The Go FAQ actually address this:

First, if it's worth complaining about, it's worth fixing in the code. (And if it's not worth fixing, it's not worth mentioning.) Second, having the compiler generate warnings encourages the implementation to warn about weak cases that can make compilation noisy, masking real errors that should be fixed.

This reasoning is so obviously wrong it's hard to believe it's sincere. Yes, it is worth fixing, which is why I didn't git add! It's not worth delaying my test and forcing me to fix code that will never be run outside of this test so that it takes me longer to get the final commit ready and fixed. This justification is written as if debugging isn't a thing.

And their point about "encourages the implementation to warn about weak cases..."? Arguing that the language spec should treat unused code as fatal errors because treating it as non-fatal will lead to people writing Go compilers that will output so much unimportant noise that the unused code warnings will get ignored is such an insane stretch that you might as well say Go shouldn't allow programs to log to stderr unless they're crashing because that will lead to people writing programs that generate so much log volume that important stuff will get ignored.

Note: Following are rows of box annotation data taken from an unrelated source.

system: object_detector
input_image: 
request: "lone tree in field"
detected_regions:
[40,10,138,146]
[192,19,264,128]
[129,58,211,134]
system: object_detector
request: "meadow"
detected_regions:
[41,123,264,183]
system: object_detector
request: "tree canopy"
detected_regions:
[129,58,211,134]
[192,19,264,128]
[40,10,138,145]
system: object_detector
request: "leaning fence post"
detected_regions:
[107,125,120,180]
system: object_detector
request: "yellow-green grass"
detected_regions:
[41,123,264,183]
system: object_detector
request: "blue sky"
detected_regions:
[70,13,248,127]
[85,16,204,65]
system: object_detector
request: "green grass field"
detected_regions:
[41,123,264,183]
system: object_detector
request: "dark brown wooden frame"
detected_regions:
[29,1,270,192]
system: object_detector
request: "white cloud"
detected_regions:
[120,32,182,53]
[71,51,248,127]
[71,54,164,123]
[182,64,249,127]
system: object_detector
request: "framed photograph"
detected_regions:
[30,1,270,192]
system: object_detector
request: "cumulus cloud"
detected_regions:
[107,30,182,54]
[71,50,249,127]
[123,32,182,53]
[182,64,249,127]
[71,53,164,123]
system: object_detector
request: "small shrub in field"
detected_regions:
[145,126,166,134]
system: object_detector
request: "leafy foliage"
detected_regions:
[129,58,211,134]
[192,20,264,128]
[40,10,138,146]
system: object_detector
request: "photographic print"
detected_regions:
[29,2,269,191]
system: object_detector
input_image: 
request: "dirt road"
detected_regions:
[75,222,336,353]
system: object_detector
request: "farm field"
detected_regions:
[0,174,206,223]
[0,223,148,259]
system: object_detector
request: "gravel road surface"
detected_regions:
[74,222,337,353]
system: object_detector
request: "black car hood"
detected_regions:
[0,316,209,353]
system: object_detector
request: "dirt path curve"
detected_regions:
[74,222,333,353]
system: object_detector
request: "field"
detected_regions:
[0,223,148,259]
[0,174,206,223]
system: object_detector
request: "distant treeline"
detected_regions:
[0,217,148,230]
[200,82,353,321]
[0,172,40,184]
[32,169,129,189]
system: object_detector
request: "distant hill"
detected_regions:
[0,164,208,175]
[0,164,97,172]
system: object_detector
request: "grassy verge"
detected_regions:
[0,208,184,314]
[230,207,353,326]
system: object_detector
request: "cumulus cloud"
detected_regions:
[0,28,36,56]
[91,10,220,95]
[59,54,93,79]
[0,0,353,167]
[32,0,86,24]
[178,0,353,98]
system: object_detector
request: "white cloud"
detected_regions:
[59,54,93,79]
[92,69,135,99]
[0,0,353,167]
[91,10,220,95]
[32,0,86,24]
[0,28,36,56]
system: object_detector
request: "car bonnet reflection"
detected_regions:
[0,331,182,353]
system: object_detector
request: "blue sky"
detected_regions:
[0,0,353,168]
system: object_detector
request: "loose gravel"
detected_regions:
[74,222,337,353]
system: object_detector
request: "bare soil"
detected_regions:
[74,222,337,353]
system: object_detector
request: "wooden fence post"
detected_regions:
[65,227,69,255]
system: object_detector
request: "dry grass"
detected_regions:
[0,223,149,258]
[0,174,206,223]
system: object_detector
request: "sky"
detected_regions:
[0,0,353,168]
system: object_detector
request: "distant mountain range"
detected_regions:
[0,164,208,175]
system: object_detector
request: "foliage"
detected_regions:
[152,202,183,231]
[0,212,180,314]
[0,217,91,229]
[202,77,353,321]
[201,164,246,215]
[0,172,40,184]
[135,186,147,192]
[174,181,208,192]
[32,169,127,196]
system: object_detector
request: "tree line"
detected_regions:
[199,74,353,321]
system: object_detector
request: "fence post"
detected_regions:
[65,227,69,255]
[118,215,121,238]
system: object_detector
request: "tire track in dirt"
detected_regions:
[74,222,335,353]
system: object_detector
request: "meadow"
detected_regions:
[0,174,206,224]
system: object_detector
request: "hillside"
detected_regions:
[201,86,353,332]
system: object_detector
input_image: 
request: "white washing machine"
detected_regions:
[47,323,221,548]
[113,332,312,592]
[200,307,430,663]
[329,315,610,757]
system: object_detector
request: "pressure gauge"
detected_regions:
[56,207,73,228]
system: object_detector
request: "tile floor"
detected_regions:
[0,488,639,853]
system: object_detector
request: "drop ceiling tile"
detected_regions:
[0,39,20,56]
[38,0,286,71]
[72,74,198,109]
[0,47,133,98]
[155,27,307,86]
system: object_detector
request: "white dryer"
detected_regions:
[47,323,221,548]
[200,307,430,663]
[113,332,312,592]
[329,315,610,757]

Compilers are for verifying that code works and making it executable; linters are for things like this. In fact, go vet comes with Go and does this exact thing.

Documentation

Go has the best documentation of any language I've seen, as well as the most sophisticated CLI tool for generating and viewing it. For example I can view the source of a symbol in a library using go doc -src, without having to go find the source myself; that's a feature I haven't seen in other languages' equivalents.

Stdlib and ecosystem

Go has been around for less than half as long as Python, but its standard library and ecosystem seem to be almost if not equally vast. You pretty much can't find anything there isn't a Go library for. The community is also pretty good at documentation their packages.



My final opinion of Go is fairly negative. The error-handling is pretty much a deal breaker for me; I'd even rather use dynamic typing. But it has several advantages over each of the other languages I know. I could see myself choosing it someday for something concurrency-heavy.